Diperlukan upaya untuk menimbulkan keinginan berbuat baik, ikhlas dan khusyu. Tetapi terkadang untuk marah, tersinggung, iri, dengki, ujub dan riya,,,, seolah-olah hadir dalam hati kita tanpa daya upaya. Itulah mungkin yang disebut tarikan hati/jiwa. Hati yang terbiasa dalam kebaikan, akan lebih mudah beradaptasi dengan segala rasa yang baik. Sedang hati yang terbiasa dibiarkan lepas dalam kemungkaran, akan lebih menikmati keadaan yang serupa.

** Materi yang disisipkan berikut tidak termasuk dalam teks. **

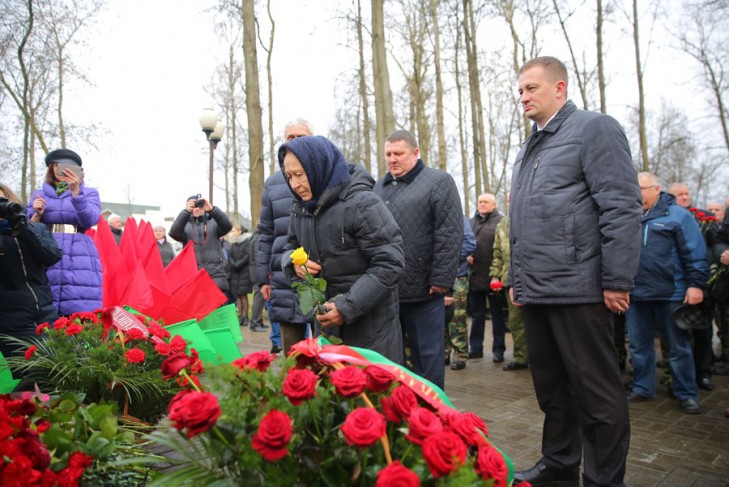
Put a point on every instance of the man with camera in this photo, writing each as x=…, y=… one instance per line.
x=203, y=224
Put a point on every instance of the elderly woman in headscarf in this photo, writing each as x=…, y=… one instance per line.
x=352, y=240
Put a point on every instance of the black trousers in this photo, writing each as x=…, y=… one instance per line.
x=574, y=367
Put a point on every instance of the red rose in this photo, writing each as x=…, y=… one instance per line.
x=273, y=436
x=466, y=425
x=444, y=452
x=378, y=379
x=156, y=330
x=422, y=423
x=299, y=385
x=30, y=352
x=178, y=344
x=398, y=406
x=73, y=329
x=163, y=349
x=490, y=464
x=173, y=364
x=363, y=427
x=135, y=356
x=397, y=475
x=196, y=411
x=349, y=381
x=256, y=360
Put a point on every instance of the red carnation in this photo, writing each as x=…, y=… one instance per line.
x=363, y=427
x=299, y=385
x=378, y=379
x=30, y=352
x=271, y=441
x=73, y=329
x=397, y=475
x=422, y=424
x=195, y=411
x=135, y=356
x=444, y=452
x=402, y=400
x=349, y=381
x=490, y=464
x=256, y=360
x=173, y=364
x=178, y=344
x=163, y=349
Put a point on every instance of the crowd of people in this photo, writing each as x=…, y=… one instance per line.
x=584, y=243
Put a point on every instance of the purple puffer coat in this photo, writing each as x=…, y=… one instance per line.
x=76, y=279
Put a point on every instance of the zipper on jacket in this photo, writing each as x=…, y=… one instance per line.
x=25, y=274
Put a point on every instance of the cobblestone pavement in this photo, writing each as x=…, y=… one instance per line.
x=668, y=448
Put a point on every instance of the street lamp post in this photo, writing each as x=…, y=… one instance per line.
x=213, y=129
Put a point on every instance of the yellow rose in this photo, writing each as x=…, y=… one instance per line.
x=299, y=256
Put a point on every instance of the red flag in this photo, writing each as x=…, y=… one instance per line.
x=181, y=268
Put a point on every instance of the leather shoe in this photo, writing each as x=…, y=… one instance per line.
x=458, y=365
x=690, y=406
x=541, y=475
x=706, y=384
x=633, y=396
x=513, y=365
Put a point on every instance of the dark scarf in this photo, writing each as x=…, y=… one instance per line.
x=323, y=163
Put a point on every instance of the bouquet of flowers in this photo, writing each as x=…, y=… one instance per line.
x=57, y=442
x=329, y=415
x=107, y=356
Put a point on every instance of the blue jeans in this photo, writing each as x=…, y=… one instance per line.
x=424, y=325
x=477, y=304
x=275, y=335
x=640, y=318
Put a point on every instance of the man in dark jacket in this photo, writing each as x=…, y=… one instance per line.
x=673, y=270
x=288, y=325
x=575, y=245
x=427, y=207
x=204, y=224
x=484, y=224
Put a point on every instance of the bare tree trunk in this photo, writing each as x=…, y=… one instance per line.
x=581, y=82
x=600, y=60
x=439, y=112
x=366, y=129
x=385, y=118
x=253, y=109
x=641, y=97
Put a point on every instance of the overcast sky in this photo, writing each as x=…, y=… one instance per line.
x=149, y=63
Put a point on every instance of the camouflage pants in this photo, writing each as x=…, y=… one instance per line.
x=456, y=330
x=516, y=325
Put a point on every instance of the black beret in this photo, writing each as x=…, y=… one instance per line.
x=63, y=155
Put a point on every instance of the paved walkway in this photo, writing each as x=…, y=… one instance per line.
x=668, y=448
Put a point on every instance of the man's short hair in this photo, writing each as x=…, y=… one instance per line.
x=551, y=65
x=299, y=121
x=405, y=135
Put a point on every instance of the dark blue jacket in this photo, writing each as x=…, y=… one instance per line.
x=274, y=228
x=673, y=253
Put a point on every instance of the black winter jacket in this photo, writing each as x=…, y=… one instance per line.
x=575, y=211
x=484, y=228
x=205, y=233
x=25, y=295
x=274, y=228
x=427, y=207
x=359, y=246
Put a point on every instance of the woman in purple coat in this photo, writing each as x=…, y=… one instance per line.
x=69, y=208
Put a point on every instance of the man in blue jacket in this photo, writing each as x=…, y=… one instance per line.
x=575, y=246
x=673, y=270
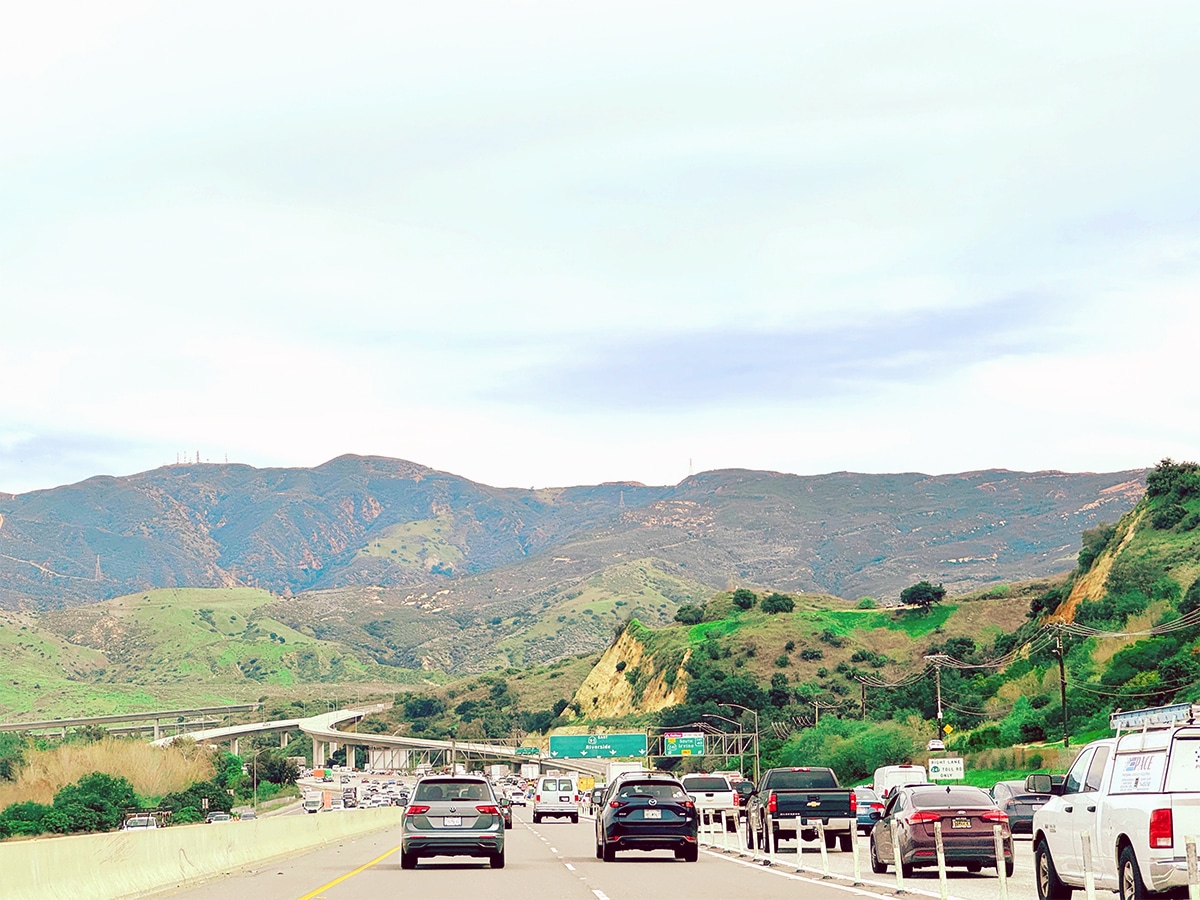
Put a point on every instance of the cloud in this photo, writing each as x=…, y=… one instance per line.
x=30, y=460
x=790, y=366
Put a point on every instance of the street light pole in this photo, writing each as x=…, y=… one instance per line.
x=755, y=713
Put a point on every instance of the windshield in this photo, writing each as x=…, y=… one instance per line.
x=802, y=780
x=448, y=790
x=706, y=784
x=660, y=790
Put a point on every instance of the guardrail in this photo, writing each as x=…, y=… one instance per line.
x=130, y=864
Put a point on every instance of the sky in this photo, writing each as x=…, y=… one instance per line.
x=543, y=244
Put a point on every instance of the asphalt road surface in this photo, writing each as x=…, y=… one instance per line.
x=557, y=859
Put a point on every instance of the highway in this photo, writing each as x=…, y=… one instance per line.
x=557, y=859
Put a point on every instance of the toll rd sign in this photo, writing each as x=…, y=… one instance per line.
x=683, y=744
x=949, y=769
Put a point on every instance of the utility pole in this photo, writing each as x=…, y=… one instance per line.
x=1062, y=684
x=936, y=659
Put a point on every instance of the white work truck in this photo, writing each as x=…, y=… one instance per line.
x=1132, y=801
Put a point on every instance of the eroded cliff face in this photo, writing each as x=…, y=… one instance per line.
x=607, y=691
x=1091, y=585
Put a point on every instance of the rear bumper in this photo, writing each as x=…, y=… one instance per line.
x=484, y=844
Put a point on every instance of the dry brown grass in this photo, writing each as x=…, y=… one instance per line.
x=153, y=772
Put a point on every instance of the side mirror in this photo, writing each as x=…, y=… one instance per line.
x=1038, y=784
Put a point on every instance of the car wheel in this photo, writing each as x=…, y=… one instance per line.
x=1129, y=883
x=1047, y=876
x=876, y=865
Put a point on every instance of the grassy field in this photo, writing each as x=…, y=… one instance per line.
x=171, y=648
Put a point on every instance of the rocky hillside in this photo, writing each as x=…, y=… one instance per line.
x=367, y=523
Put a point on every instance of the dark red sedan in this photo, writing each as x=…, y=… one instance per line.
x=967, y=816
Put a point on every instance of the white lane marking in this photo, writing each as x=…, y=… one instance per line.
x=844, y=888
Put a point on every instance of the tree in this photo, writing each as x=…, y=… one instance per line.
x=778, y=603
x=922, y=594
x=744, y=599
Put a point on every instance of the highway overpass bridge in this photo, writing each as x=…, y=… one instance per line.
x=384, y=751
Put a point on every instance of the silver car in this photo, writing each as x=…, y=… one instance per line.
x=453, y=816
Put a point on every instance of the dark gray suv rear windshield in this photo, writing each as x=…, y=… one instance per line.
x=449, y=790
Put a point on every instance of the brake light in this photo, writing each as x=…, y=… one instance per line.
x=1162, y=828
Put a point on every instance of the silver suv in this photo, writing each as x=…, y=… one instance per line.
x=453, y=816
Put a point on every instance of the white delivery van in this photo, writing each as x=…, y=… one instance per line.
x=888, y=778
x=556, y=796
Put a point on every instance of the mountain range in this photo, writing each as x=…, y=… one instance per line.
x=390, y=523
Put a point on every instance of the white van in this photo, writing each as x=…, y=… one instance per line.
x=888, y=778
x=557, y=796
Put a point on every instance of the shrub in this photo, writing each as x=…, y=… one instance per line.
x=744, y=599
x=922, y=594
x=778, y=603
x=1169, y=516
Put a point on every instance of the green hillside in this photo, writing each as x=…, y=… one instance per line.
x=172, y=647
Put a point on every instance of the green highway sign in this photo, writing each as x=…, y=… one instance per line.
x=683, y=744
x=595, y=747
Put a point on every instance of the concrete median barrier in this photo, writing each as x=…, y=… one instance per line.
x=123, y=865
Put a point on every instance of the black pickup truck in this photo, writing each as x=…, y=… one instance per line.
x=810, y=795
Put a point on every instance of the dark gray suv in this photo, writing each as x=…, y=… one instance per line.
x=454, y=816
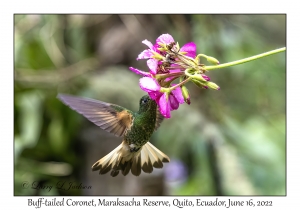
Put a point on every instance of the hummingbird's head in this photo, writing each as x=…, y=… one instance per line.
x=146, y=103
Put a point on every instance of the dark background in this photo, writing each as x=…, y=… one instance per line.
x=227, y=142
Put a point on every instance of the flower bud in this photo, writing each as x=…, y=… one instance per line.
x=186, y=95
x=213, y=85
x=205, y=77
x=199, y=77
x=212, y=60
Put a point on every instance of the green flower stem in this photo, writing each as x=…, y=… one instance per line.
x=163, y=76
x=245, y=59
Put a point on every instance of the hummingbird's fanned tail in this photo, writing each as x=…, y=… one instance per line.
x=122, y=159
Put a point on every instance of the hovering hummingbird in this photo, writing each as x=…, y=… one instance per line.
x=135, y=153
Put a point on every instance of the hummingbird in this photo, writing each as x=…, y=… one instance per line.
x=135, y=153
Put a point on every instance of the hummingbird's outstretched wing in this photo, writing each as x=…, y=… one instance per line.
x=159, y=118
x=110, y=117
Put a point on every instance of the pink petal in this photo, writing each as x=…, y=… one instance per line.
x=145, y=54
x=205, y=77
x=190, y=48
x=178, y=95
x=173, y=102
x=165, y=38
x=152, y=64
x=137, y=71
x=155, y=95
x=164, y=106
x=149, y=44
x=149, y=84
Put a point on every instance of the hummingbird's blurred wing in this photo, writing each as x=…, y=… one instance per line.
x=159, y=118
x=110, y=117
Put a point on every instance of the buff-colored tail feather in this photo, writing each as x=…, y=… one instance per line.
x=122, y=159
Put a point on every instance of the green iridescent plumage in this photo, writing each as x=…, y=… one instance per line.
x=135, y=153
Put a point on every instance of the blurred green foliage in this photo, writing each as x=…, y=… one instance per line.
x=232, y=141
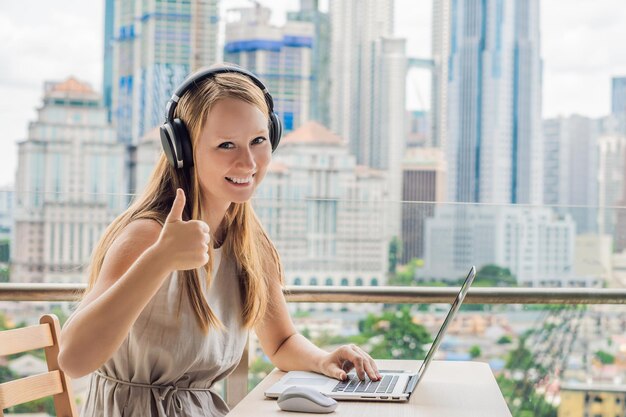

Coba kita lihat firman Allah dalam Asy Syam 7-9 : ” Demi jiwa serta penyempurnaan ciptaannya. Maka Allah mengilhamkan kepada jiwa itu (jalan) kefasikan dan (jalan) ketaqwaan. Sesungguhnya beruntunglah orang-orang yang mensucikan jiwa itu. Dan sesungguhnya merugilah orang-orang yang mengotorinya”.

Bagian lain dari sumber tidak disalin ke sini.